The Ergodic MACD Oscillator, crafted by William Blau, is an advanced tool detailed in his book "Momentum, Direction, and Divergence: Applying the Latest Momentum Indicators for Technical Analysis".

  • To get started, make sure to place WilliamBlau.mqh in your terminal_data_folder\MQL5\Include\
  • Then, drop Blau_Ergodic_MACD.mq5 into terminal_data_folder\MQL5\Indicators\

Erogdic MACD Oscillator by William Blau

Erogdic MACD Oscillator by William Blau

How It Works:

The Ergodic MACD Oscillator is calculated using the following formula:

Ergodic_MACD(price,r,s,u) = MACD(price,r,s,u)
SignalLine(price,r,s,u,ul) = EMA( Ergodic_MACD(price,r,s,u) ,ul)

Where:

  • Ergodic_MACD() - This represents the Ergodic MACD calculated with parameters (price, r, s, u);
  • SignalLine() - The signal line is an exponentially smoothed moving average applied to the MACD.
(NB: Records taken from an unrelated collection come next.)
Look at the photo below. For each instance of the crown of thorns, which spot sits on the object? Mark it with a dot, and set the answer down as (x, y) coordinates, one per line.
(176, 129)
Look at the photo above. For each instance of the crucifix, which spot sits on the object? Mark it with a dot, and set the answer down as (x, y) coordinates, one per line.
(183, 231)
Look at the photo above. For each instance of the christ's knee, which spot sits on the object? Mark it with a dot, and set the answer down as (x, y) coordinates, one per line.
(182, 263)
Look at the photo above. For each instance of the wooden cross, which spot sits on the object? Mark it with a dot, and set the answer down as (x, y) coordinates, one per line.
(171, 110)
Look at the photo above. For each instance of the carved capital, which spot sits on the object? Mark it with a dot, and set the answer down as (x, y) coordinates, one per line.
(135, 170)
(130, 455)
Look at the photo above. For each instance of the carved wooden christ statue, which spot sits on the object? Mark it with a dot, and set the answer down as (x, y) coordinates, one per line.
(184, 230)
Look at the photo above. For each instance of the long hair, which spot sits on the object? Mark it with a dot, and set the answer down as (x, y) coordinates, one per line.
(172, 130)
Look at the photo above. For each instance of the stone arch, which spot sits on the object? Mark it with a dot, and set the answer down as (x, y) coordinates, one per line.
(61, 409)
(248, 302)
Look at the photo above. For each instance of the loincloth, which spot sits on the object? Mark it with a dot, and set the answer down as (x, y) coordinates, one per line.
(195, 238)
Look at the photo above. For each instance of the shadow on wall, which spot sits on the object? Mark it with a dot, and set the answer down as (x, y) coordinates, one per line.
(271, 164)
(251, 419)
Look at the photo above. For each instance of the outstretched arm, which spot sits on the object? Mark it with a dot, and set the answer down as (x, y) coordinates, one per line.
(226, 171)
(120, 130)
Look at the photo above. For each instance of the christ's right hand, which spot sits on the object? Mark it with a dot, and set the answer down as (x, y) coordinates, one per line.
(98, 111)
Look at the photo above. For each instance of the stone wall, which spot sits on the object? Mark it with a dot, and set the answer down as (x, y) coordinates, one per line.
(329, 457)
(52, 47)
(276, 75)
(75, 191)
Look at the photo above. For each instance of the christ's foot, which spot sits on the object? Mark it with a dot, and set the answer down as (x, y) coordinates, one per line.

Unlike the standard MACD, which uses a simple moving average, the Ergodic MACD employs an exponentially smoothed moving average, as proposed by William Blau.

Input Parameters:

  • For the Ergodic plot (MACD):
    • r - Period for the first EMA (slow), default is r=20;
    • s - Period for the second EMA (fast), default is s=5;
    • u - Period for the third EMA, default is u=3.
  • For the Signal Line:
    • ul - Smoothing period for the signal line, default is ul=3.
  • AppliedPrice - Select the price type (default: PRICE_CLOSE).

Important Notes:

  • Ensure r > 1 and s > 1;
  • Keep in mind that s < r (William Blau advises this, but there's no code check);
  • u > 0. If u = 1, no smoothing is applied;
  • ul > 0. If ul = 1, the signal and ergodic lines will be identical;
  • Minimum rates = ([max(r,s)] + u + ul - 3 + 1).